We conducted a genome-wide DNA methylation profiling in peripheral blood from infants born appropriate-for-gestational-age (AGA, n=30) or small-for-gestational-age (SGA, n=21, with postnatal catch-up) at age 12 months, to identify new genes that may predispose to metabolic dysfunction. Candidate genes were validated by bisulfite pyrosequencing in the entire cohort. All infants were followed since birth; cord blood methylation profiling was previously reported. Endocrine-metabolic variables and body composition (dual-energy X-ray absorptiometry) were assessed at birth and at 12 and 24 months.

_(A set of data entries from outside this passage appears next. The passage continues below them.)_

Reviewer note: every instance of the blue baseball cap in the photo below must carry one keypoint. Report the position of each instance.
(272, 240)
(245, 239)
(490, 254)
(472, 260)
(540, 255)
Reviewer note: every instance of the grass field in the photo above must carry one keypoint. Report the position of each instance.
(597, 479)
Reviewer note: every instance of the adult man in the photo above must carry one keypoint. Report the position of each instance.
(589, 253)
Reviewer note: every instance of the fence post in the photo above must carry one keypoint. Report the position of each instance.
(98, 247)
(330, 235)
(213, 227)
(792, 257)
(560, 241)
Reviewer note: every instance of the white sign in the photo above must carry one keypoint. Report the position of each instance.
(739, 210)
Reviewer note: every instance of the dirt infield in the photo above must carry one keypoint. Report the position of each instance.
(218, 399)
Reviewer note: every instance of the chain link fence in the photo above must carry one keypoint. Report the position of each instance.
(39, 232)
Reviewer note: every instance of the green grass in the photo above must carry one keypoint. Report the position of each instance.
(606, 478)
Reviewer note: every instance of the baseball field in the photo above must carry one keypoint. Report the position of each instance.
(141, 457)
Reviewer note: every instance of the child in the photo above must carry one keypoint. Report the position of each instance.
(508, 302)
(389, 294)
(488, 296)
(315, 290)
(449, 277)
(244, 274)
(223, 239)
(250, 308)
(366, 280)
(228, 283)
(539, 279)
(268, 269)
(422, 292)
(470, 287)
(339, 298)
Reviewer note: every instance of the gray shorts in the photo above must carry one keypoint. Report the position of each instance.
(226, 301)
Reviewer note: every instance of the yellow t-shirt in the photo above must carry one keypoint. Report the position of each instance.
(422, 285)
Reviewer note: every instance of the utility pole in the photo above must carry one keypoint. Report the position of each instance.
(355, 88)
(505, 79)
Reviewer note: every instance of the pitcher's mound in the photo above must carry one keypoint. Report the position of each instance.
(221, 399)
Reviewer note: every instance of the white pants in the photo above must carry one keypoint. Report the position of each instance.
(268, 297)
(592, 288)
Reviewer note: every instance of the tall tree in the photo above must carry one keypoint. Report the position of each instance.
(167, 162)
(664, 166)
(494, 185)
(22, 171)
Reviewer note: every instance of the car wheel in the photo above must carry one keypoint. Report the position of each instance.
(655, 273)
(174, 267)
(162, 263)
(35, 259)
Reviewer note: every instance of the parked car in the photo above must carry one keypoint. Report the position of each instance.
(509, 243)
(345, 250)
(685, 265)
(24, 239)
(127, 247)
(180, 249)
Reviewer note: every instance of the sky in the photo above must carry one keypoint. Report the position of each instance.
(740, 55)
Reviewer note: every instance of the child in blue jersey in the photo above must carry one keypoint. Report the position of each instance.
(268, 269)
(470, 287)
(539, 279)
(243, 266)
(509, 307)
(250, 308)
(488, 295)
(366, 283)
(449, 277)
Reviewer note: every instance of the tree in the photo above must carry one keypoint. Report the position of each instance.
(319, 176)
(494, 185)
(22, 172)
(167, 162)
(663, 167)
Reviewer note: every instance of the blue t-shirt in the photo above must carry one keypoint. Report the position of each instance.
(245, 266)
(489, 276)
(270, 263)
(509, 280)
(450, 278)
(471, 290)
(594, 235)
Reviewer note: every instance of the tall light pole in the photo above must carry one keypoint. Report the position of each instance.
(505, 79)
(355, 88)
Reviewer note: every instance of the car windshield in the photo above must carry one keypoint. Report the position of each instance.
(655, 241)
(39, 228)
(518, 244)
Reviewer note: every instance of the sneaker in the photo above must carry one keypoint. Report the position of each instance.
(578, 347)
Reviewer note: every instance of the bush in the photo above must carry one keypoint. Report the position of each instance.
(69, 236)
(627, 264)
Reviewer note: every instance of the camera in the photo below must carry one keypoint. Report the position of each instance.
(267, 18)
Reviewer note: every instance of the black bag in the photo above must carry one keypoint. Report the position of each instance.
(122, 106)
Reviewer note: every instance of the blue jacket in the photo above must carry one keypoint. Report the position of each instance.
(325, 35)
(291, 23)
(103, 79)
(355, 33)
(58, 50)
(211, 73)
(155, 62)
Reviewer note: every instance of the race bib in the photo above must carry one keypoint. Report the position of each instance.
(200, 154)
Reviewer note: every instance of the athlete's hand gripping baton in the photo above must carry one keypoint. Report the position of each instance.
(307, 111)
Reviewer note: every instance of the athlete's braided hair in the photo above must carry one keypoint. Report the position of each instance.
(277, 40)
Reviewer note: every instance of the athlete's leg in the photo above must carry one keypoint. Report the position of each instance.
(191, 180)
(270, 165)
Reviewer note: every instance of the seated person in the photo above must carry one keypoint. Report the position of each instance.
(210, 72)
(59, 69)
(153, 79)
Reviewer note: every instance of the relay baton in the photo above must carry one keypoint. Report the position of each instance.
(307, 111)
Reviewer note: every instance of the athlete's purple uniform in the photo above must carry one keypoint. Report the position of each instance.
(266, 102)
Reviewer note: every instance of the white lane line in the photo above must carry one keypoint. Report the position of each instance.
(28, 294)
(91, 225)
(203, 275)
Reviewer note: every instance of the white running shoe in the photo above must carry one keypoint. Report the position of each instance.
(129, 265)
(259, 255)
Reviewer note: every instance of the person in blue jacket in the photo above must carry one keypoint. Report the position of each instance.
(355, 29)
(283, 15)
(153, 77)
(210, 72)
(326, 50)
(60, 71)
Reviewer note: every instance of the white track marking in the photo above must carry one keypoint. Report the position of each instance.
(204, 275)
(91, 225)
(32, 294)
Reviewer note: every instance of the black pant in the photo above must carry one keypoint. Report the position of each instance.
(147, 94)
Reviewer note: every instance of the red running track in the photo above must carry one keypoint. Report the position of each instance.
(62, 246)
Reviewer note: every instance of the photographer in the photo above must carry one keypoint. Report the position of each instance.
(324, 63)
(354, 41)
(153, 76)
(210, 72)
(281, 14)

GPR120 ( cg14582356, cg01272400, cg23654127, cg03629447), NKX6.1 ( cg22598426, cg07688460, cg17444738, cg12076463, cg10457539), CPT1A (cg14073497, cg00941258, cg12778395) and IGFBP 4 ( cg15471812) genes were hypermethylated ( GPR120, NKX6.1 were also hypermethylated in cord blood), whereas CHGA (cg13332653, cg15480367, cg05700406), FABP5 ( cg00696973, cg10563714, cg16128701), CTRP1 ( cg19231170, cg19472078, cg0164309, cg07162665, cg17758081, cg18996910, cg06709009), GAS6 ( N/A), ONECUT1 ( cg14217069, cg02061705, cg26158897, cg06657050, cg15446043) and SLC2A8 ( cg20758474, cg19021975, cg11312566, cg12281690, cg04016166, cg03804985) genes were hypomethylated in SGA infants. These genes were related to β-cell development and function, inflammation, and glucose and lipid metabolism and associated with body mass index, body composition, and markers of insulin resistance at 12 and 24 months.